The U.S. Commerce Department has recommended tariffs on imported steel and aluminum to be increased to nearly 53%.
The increase is aimed to strengthen the U.S. aluminum and steel industries, which have been hardest hit by imports, particularly from China.
Jake Rajewsky, the owner of Fat Hill Brewing in Mason City, says any type of brewery, start up or established, could feel the impact, but believes he may not be affected much because of his setup.
"We don't go through a whole lot of cans. There are some breweries that have canning lines that get hundreds of cans canned per minute, so someone like Budweiser or large regional breweries like Sierra Nevada, New Belgium and Sam Adams will feel the effect a little more," Rajewsky says.
The industry says for every dollar worth of beer produced in the U.S., brewers spend about 10 cents on cans and nearly 5 cents for aluminum.
In addition, the price for equipment, such as kegs and fermenters, may increase because they are made out of food grade steel, which is needed for sanitation and health purposes. This increase could turn off potential microbrewers, Rajewsky says.

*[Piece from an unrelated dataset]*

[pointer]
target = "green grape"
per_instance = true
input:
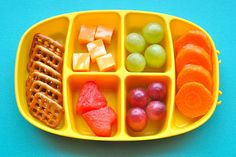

"Everything in our brewery is 304 steel, which is food grade. If all of your equipment is 25% more, that's just going to price out a lot of people," Rajewsky adds.
More than half of the beer made is the U.S. is packaged in aluminum cans or aluminum bottles, and Rajewsky says he has no plans to switch to glass bottles because of additional equipment costs.
According to the Washington, D.C.-based Beer Institute, a 10% tariff on aluminum would cost beer and beverage producers $256.3 million.